The key term is mass shooting. When all the weapons you can buy are hunting rifles or handguns (and with a permit and severe control restrictions) your ability to spray 60 bullets in less than a minute is limited. It is possible to buy from mob an AK-47 but it’s expensive, risky and needs connections. so even if the toughs of killing everyone in sight is there, you lacks the means.
Violence in Europe is more of a state form than individual level. We had armies and wars for millennia, but the violence at the personal level was frown upon. In the US, since colonial times, personal violence for protection or appropriation was the norm.
Those are IMHO the greatest differences between US violence and the rest of the world.

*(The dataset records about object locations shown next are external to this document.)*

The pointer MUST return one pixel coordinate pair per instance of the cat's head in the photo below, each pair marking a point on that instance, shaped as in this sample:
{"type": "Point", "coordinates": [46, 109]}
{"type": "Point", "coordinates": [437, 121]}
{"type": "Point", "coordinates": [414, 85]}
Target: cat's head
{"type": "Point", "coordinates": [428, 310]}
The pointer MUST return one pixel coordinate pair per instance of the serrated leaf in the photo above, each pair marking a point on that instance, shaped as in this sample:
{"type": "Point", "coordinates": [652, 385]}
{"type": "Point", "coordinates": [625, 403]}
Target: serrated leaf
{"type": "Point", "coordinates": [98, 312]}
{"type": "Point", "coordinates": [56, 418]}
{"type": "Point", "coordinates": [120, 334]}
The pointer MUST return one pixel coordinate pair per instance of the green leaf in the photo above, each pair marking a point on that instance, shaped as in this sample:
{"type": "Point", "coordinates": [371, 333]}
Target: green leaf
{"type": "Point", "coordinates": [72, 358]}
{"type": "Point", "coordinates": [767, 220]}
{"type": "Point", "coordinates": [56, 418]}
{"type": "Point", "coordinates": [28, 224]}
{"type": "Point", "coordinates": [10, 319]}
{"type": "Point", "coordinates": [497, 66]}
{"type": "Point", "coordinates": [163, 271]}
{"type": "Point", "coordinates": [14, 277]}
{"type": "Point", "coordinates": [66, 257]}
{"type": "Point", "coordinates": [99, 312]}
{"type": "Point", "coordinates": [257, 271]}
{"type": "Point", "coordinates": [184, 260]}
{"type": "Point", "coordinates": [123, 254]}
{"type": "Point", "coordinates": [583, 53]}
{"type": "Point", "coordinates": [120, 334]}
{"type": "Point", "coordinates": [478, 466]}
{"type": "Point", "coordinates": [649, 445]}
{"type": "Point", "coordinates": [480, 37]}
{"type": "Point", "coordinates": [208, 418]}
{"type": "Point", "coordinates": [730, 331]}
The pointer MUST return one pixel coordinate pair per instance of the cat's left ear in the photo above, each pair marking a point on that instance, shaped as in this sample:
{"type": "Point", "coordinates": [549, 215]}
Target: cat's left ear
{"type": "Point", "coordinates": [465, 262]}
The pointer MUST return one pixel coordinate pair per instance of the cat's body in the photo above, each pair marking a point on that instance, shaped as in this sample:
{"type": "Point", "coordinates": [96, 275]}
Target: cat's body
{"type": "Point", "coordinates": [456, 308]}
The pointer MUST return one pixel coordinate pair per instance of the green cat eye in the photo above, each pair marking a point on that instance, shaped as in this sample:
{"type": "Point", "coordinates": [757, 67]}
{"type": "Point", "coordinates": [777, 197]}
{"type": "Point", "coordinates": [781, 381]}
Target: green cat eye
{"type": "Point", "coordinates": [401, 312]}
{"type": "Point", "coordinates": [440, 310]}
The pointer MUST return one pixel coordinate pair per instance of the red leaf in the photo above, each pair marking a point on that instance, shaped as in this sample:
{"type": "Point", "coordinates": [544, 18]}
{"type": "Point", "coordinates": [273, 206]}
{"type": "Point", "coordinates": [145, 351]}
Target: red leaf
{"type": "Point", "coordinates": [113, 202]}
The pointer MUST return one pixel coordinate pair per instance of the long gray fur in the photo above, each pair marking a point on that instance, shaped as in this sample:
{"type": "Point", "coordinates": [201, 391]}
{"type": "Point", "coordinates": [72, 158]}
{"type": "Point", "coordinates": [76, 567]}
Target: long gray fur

So the US has more evil people than other countries?

I doubt it. Probably just different laws and traditions. There are a lot of countries, so statistics are on your side. :wink:

Probably kinda off topic, but lately I’ve been reading a few novels by Donna Leone, set in Venice. The Italian government/culture play a huge role, and she regularly refers/contrasts it to the American culture.

Has had me wondering what it would be like to have been raised in a country where you weren’t repeatedly taught that your country has some unique right to force its will upon the rest of the world. In addition to the “freedoms” and consumption Americans take for granted.

I’m no psychologist, but I’ve often observed that the US champions success, and looks down on failure, in a way other countries don’t so much. So being poor, working class, a bit average, is harder to take than in countries where class systems are more ingrained, and where being born into the lower orders is just how it’s always been and nothing to be beat yourself (or others) up about.

I would argue that it’s all somehow wrapped up with the Just World Hypothesis – essentially, the belief that only good things happen to good people, and that bad things happen to people because they are bad people.

Which is hugely corrosive and toxic, but I do think it’s tied into the “anybody can be anything they want to” in the US, and the “American Exceptionalism” thing.

But I agree with this article:

If the belief in a just world simply resulted in humans feeling more comfortable with the universe and its capriciousness, it would not be a matter of great concern for ethicists or social scientists. But Lerner’s Just World Hypothesis, if correct, has significant social implications. The belief in a just world may undermine a commitment to justice.

Zick Rubin of Harvard University and Letitia Anne Peplau of UCLA have conducted surveys to examine the characteristics of people with strong beliefs in a just world. They found that people who have a strong tendency to believe in a just world also tend to be more religious, more authoritarian, more conservative, more likely to admire political leaders and existing social institutions, and more likely to have negative attitudes toward underprivileged groups. To a lesser but still significant degree, the believers in a just world tend to “feel less of a need to engage in activities to change society or to alleviate plight of social victims.”

Ironically, then, the belief in a just world may take the place of a genuine commitment to justice. For some people, it is simply easier to assume that forces beyond their control mete out justice. When that occurs, the result may be the abdication of personal responsibility, acquiescence in the face of suffering and misfortune, and indifference towards injustice. Taken to the extreme, indifference can result in the institutionalization of injustice.

And/but … also …

Still, the need to believe that the world is just can also be a positive force. The altruism of volunteers and of heroes who risk their lives to help strangers in need is a result of people trying to restore justice to insure that the world remains just. As Melvin Lerner writes, “We have persuasive evidence that people are strongly motivated by the desire to eliminate suffering of innocent victims.”

Lately, I’ve been acutely aware of the segment of US society that, essentially, writes off these mass shooters as being “evil.” I’m reminded of the (more insidious descriptions) above.

I feel like the dark side of the Just World Hypothesis has been ascendant in US politics and culture for at least the last generation or so.